Capacity Planning for vCloud Deployments

TheVMinator · ‎10-28-2013

I'd like to get some feedback on capacity planning specific to vCloud deployments, such as implementing VCAC and self provisioning.

When you converted your environment from physical servers to virtual servers, there are structured processes and math you can do to properly size your clusters.

For example, in posts like this:

http://vmfocus.com/2013/09/01/vsphere-sizing-formula-cpu-ram/

Using approaches that are outlined like this, you can baseline your applications that are currently running on physical servers. You can look at their performance history and know exactly what their demands are. You can do that for each application that is currently running on a physical server. Then you can total those numbers together and understand how to size your ESXi compute cluster. This approach works well. However it is based on certain assumptions particular to the scenario where what is now a physical environment is going to become virtual.

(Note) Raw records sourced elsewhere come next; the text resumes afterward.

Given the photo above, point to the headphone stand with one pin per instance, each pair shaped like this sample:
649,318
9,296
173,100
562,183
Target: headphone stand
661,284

Some of these assumptions are:

The system you are capturing data on already exists on a physical server so that you can establish what its baseline performance needs are.
Because you can capture the data for all of your physical servers and combine them, you can use that total avg cpu and memory demand to help you decide how many physical servers you need in your ESXi compute clusters.
If you want to separate your clusters by putting VMs with high performance demand on a cluster with newer servers, and VMs which are test/dev or have lower performance demands on a cluster composed of older/cheaper servers, you can use the baselines you establish for what certain VMs will demand to help you decide how to break out your clusters. When you get done with your current state assessment for example, you may know that you need to run 50 of your VMs on high performance physical servers with faster CPUs, but 30 of your VMs don't demand a lot of CPUs and can best be combined on a cluster composed of older servers with slower CPUs that save money.

The goals of being able to plan ahead to know how many physical servers to buy, and how to break out your cluster, can be easily satisfied in this scenario.

Now suppose you are going to move to cloud and self provisioning. Now you have a different scenario:

Your environment is already virtualized and you provision VMs with vCenter Server. Up until now you have been getting requests far enough ahead to know what kind of VMs a business unit is going to request so that you can plan for the performance demands that application will have.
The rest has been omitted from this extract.